A stone house. Serifos island: from Cyclops to the present day
Sailing the yacht to the secluded rocky bay of the Greek island of Serifos, it is impossible not to recall the myths and legends of Ancient Greece familiar from childhood.
Serifos itself is a small island in the Aegean Sea located in the west in the Cyclades island chain. The coastline of the island is quite indented, but in the south there are several bays in which you can take refuge while waiting for Meltemi – a strong dry north wind.

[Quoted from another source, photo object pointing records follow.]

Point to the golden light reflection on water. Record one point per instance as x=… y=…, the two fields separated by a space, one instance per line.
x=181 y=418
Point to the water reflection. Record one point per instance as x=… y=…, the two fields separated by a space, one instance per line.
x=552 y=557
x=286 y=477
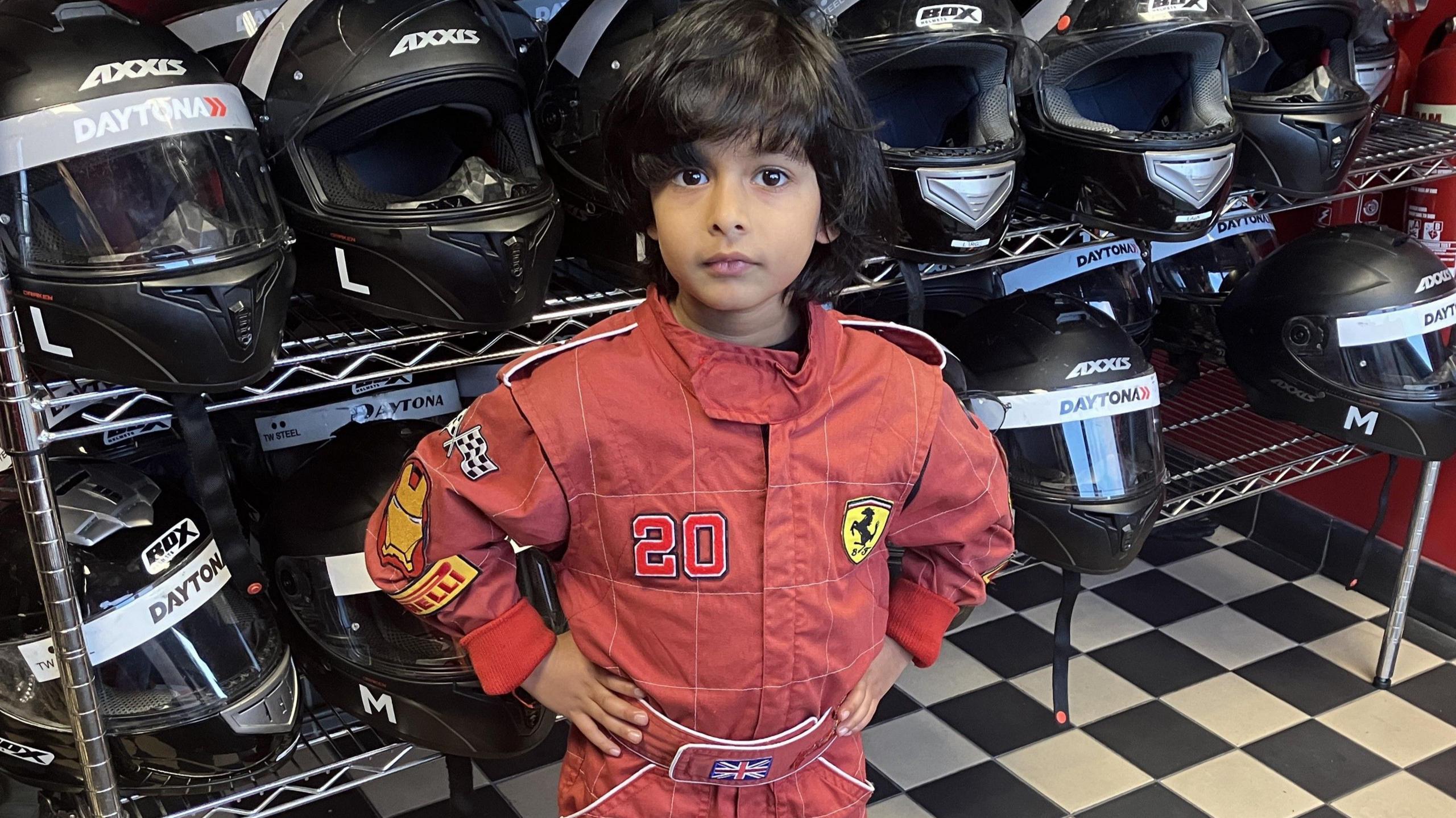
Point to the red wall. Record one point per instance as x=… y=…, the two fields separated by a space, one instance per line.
x=1351 y=492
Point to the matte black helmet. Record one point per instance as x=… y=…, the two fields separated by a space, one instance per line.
x=1113 y=279
x=407 y=157
x=193 y=677
x=1347 y=331
x=1081 y=427
x=1304 y=114
x=363 y=650
x=136 y=210
x=942 y=81
x=1129 y=124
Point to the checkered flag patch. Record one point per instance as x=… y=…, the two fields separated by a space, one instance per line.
x=475 y=462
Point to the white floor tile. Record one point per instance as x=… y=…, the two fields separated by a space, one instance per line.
x=1353 y=601
x=1235 y=709
x=1093 y=690
x=1095 y=622
x=1401 y=795
x=533 y=795
x=1358 y=650
x=1238 y=786
x=1223 y=575
x=1074 y=770
x=951 y=674
x=1228 y=637
x=1391 y=726
x=918 y=749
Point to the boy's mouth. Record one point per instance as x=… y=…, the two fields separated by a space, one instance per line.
x=729 y=264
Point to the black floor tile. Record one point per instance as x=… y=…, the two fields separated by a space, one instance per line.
x=1295 y=612
x=1158 y=738
x=349 y=804
x=1027 y=588
x=999 y=718
x=1269 y=559
x=1439 y=770
x=1424 y=635
x=884 y=788
x=1010 y=645
x=485 y=803
x=1156 y=597
x=549 y=751
x=1158 y=663
x=1163 y=551
x=1149 y=803
x=985 y=791
x=1321 y=760
x=1433 y=692
x=1306 y=680
x=895 y=704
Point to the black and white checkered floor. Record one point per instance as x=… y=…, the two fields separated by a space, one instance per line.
x=1215 y=679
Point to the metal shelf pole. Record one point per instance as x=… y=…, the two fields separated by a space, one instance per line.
x=21 y=437
x=1410 y=562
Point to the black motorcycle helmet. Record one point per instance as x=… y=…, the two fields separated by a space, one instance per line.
x=365 y=651
x=136 y=210
x=193 y=677
x=1347 y=331
x=1081 y=429
x=942 y=81
x=1129 y=124
x=217 y=31
x=407 y=157
x=1304 y=114
x=1113 y=279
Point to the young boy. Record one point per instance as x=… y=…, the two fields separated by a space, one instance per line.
x=721 y=471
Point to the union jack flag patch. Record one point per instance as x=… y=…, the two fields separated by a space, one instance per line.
x=742 y=770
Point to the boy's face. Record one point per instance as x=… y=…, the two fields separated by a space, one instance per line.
x=739 y=230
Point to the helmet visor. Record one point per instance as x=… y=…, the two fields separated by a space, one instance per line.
x=337 y=604
x=183 y=651
x=165 y=201
x=1087 y=443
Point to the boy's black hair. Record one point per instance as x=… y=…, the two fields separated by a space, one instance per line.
x=726 y=70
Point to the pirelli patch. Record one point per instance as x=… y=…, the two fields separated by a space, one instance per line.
x=437 y=586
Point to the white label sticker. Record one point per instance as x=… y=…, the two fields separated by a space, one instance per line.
x=1079 y=404
x=1232 y=225
x=349 y=575
x=1382 y=328
x=319 y=422
x=143 y=617
x=1060 y=267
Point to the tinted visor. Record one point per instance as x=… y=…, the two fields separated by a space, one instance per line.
x=165 y=201
x=365 y=629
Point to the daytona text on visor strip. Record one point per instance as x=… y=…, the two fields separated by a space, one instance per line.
x=140 y=621
x=1072 y=263
x=64 y=131
x=1079 y=404
x=1231 y=225
x=1384 y=328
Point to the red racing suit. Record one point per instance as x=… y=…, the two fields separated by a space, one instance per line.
x=726 y=514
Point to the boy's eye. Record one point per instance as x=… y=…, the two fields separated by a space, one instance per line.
x=690 y=178
x=774 y=178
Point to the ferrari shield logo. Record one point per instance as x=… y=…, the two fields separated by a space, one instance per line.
x=865 y=521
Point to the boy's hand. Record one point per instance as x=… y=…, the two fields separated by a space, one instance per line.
x=862 y=702
x=587 y=696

The pride of the islanders is the one-eyed Cyclops Polyphemus, and the legendary Odysseus, to boot. There is Cape Cyclops on the island, with a magnificent panoramic view; the throne of the Cyclops – a giant chair made of large stones and … the cave of the Cyclops, yes, yes, and there is one here too. It was in it that Odysseus and his comrades were allegedly locked up, captured by the terrible Cyclops Polyphemus.
In Greek mythology, Serifos became the refuge of the beautiful Danaë and her son Perseus, the legendary conqueror of the Gorgon.
Little has changed here since the time when Perseus returned with the head of Medusa and turned the inhabitants of this island into stone. Serifos is not overly affected by tourism.
But new sights appear. One of them will be discussed.
You might not notice from the sea that a new three-storey building has appeared on the rocky coast. The project was named NCaved. The house in the rock has no external form. It’s something built into the slope – a cozy sea-view hideaway that’s designed with the harsh coastal wind in mind. The decision to drill the slope instead of building a house on the ground came naturally.
House area – 340 m2.
NCaved is made of concrete and earthy stone. The interior and exterior spaces of the house are composed of vertical curbs. This enhances the sense of perspective, because the gaze of the observer involuntarily leaves the horizon.
Unlike solid stone walls, transverse facades are lightweight and glassy. They are open along their entire length, allowing air circulation if necessary.
The architects explain that they tried to “create a three-dimensional ‘checkerboard’ of solids and voids that contains and at the same time insulates living parts.” This is why NCaved has no real form – it is a collection of connected underground spaces, a series of volumes carved out of rock.
To recreate the roughness and texture of the earth, a variety of warm colors and materials were used during construction. Stone, concrete, wood and metal were used to create rough inner shells. This palette has flowed seamlessly into the interior, where smooth materials are combined with stone walls.
The frontal glazed part of the house faces east, while the windows located at the back of the house provide access to natural light. This helps to fill the underground house with sun and warmth. Concrete stairs follow the curves of the rocks.
The house is divided into three levels: a living room with a pool, bedrooms and a guest house upstairs. The first two floors are connected by an internal “air” staircase. And the guest house that is independent – a massive external staircase leads to it.
Some islands remain intrinsically unchanged. One of them is Serifos. This is the place for those looking for something that goes beyond the usual trendy resorts. A continuous chain of rocks, landscapes that change depending on the lighting – this place attracts, leaving memories.
Since Serifos is located between a number of other islands, it is ideal for trips with multiple stops; you can leisurely move from one island to another.
Serifos is often included in itineraries when sailing in the Cyclades. A new water and electricity marina is located in the Livadi bay.
And finally, it is worth remembering that houses in the rocks are not new, but well forgotten and unforgotten, old. On the slopes of Odessa’s Shkodovaya Mountain, deep structures in the rocks are still preserved. They are sometimes called “cave houses”. And they appeared several centuries ago, when the Cossacks fled from the devastated Zaporozhye Sich. The first houses like that appeared around 1775 and were inhabited by stonecutters. The dwellings created right inside the rock had one outer wall with windows and a door. The houses had several rooms, a stove with a chimney. The surface of the earth for such dwellings became a roof, and when the stove was heated, it was possible to see how jets of smoke come out directly from the ground.